The species has a prominent echolocation organ on the front of their head, called the melon. In addition to its use for communication, beluga whales use the melon to hunt in dark waters. Some researchers question whether beluga calls can be considered a “language,” as consistent vowel sounds have been noted. They are susceptible to noise pollution caused by humans, which changes the frequency of their calls.
Do Beluga Whales Have Predators?
Beluga whales have a few natural predators, including polar bears and killer whales. Unfortunately, belugas have also been a human hunting target for centuries. This has been outlawed in most parts of the world, but poaching is still a serious problem.
As winter falls on the arctic, many parts of the sea quickly come to a freeze. When belugas move for warmer waters, they often get stuck under sheets of ice, unable to find their way to air. Polar bears are not only able to smell these trapped belugas, but they can even pull the bodies—often weighing over 2,000 pounds!—onto the ice for dinner.

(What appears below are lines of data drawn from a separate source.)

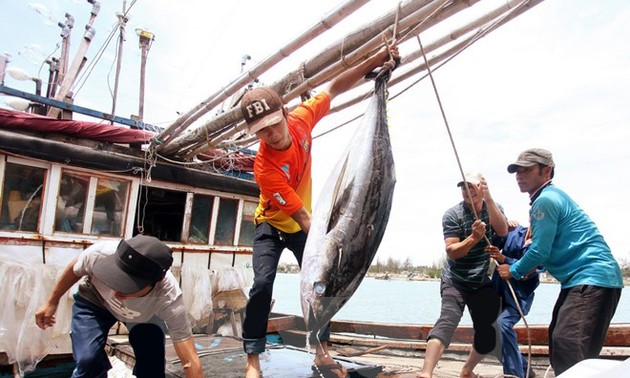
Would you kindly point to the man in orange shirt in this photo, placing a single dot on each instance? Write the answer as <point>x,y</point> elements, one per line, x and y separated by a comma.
<point>283,172</point>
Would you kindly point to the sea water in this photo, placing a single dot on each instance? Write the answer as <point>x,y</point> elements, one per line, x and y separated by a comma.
<point>414,302</point>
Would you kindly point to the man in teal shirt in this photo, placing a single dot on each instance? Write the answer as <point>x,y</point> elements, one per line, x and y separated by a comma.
<point>567,242</point>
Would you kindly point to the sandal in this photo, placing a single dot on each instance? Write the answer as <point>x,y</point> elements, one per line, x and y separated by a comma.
<point>330,370</point>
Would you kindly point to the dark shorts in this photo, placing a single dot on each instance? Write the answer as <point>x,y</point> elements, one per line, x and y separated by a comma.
<point>483,304</point>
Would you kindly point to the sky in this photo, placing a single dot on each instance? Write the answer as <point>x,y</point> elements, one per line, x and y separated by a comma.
<point>556,77</point>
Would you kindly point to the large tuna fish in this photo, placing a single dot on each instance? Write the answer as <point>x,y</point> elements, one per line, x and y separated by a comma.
<point>350,217</point>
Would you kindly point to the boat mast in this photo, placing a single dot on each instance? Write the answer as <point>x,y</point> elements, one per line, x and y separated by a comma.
<point>122,23</point>
<point>77,63</point>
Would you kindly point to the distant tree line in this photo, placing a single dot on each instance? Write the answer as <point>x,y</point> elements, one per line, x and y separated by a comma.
<point>393,266</point>
<point>406,267</point>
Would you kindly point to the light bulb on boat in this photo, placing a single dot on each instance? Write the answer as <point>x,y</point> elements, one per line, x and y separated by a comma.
<point>18,74</point>
<point>17,103</point>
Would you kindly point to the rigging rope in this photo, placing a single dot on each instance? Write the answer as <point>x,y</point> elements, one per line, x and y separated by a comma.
<point>437,95</point>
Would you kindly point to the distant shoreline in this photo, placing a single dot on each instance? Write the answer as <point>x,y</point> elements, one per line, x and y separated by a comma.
<point>544,278</point>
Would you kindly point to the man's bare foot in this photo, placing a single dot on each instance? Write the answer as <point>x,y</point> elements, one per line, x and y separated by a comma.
<point>468,374</point>
<point>326,366</point>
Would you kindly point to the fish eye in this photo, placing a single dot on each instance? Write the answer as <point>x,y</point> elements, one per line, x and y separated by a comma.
<point>319,288</point>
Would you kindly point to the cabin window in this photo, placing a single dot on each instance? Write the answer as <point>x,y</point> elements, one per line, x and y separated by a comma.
<point>226,222</point>
<point>73,190</point>
<point>161,213</point>
<point>22,197</point>
<point>106,214</point>
<point>109,207</point>
<point>200,219</point>
<point>247,224</point>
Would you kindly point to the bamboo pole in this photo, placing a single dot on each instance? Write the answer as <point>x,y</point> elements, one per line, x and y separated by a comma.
<point>77,63</point>
<point>425,15</point>
<point>491,20</point>
<point>321,61</point>
<point>192,115</point>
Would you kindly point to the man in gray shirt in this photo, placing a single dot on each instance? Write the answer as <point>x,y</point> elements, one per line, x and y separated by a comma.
<point>127,281</point>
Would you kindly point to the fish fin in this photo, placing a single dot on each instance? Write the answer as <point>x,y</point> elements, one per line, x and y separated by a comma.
<point>332,216</point>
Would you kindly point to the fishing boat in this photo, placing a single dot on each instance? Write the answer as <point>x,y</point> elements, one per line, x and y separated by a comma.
<point>68,183</point>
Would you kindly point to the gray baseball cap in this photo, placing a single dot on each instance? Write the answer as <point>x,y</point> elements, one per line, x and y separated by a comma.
<point>531,157</point>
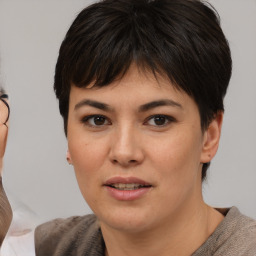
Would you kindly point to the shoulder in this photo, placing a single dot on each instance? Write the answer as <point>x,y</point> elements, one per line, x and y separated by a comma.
<point>71,236</point>
<point>236,235</point>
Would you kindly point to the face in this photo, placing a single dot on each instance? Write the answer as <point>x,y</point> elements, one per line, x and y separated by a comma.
<point>137,148</point>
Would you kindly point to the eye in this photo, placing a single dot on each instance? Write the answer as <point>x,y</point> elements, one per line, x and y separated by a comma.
<point>160,120</point>
<point>95,120</point>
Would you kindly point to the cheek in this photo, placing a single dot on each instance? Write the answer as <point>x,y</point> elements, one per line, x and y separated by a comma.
<point>177,156</point>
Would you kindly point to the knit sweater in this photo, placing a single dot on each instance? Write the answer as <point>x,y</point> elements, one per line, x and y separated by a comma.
<point>81,236</point>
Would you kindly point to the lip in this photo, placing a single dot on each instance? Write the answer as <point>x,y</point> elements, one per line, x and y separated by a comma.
<point>127,195</point>
<point>126,180</point>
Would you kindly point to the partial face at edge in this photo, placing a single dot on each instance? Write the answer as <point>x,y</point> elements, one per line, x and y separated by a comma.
<point>138,128</point>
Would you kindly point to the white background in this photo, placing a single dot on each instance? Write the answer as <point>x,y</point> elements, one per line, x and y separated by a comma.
<point>36,171</point>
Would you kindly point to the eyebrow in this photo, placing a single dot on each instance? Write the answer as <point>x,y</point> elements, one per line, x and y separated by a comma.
<point>93,103</point>
<point>159,103</point>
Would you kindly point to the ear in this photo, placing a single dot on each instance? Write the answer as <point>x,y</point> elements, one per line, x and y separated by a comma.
<point>68,157</point>
<point>212,138</point>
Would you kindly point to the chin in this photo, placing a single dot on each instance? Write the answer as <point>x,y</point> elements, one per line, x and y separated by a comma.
<point>126,220</point>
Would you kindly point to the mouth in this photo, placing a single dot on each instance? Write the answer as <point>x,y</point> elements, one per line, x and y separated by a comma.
<point>128,186</point>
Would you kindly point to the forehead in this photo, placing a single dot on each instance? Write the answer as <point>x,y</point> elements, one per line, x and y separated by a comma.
<point>135,90</point>
<point>141,81</point>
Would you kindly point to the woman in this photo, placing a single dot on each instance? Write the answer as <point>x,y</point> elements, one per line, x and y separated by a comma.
<point>140,87</point>
<point>5,208</point>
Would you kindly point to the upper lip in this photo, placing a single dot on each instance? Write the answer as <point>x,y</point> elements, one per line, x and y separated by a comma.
<point>126,180</point>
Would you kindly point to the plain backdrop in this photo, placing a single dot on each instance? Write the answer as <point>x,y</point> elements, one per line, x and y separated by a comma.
<point>36,171</point>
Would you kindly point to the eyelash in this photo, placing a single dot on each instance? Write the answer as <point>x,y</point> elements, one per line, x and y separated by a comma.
<point>168,119</point>
<point>85,120</point>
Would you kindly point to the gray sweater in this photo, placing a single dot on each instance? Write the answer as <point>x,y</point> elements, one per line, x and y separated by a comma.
<point>81,236</point>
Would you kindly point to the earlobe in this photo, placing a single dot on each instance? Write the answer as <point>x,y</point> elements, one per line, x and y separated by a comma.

Killer whales live in the same arctic waters as belugas. Groups of killer whales can take down both young and adult belugas—this has been documented frequently in the waters of Alaska, Canada, and Russia. Belugas do have one advantage in this situation: their lack of a dorsal fin. Killer whales have a dorsal fin that can reach over 6 feet in length, preventing them from getting too close to the surface ice or breathing holes.
The photo featured at the top of this post is © Christopher Meder/Shutterstock.com
FAQs (Frequently Asked Questions)
How Big Are Beluga Whales?
Beluga whales can grow to weigh over 4,000 pounds. The species is sexually dimorphic, as the male whales tend to be 25% larger than the females. The average male weighs between 2,500 and 3,500 pounds and grows to a length between 11 and 18 feet. Females may weigh anywhere from 1,500 to 2,500 pounds and reach lengths between 10 and 13 feet. Belugas reach their maximum size and sexual maturity around 10 years of age.
What is the Lifespan of Beluga Whales?
Beluga whales have an average lifespan between 30 and 35 years. Recent studies suggest that some individuals may live upwards of 70 to 80 years. Radiocarbon dating of deposits in the teeth allows researchers to estimate the age of belugas.
Are Beluga Whales Dangerous?
Beluga whales are massive animals that can be extremely dangerous if approached. Humans should never come into direct contact with belugas—even feeding wild whales can be an issue, as they may become dependent on humans for food. They are often seen with their mouths open, which is a sign of aggression.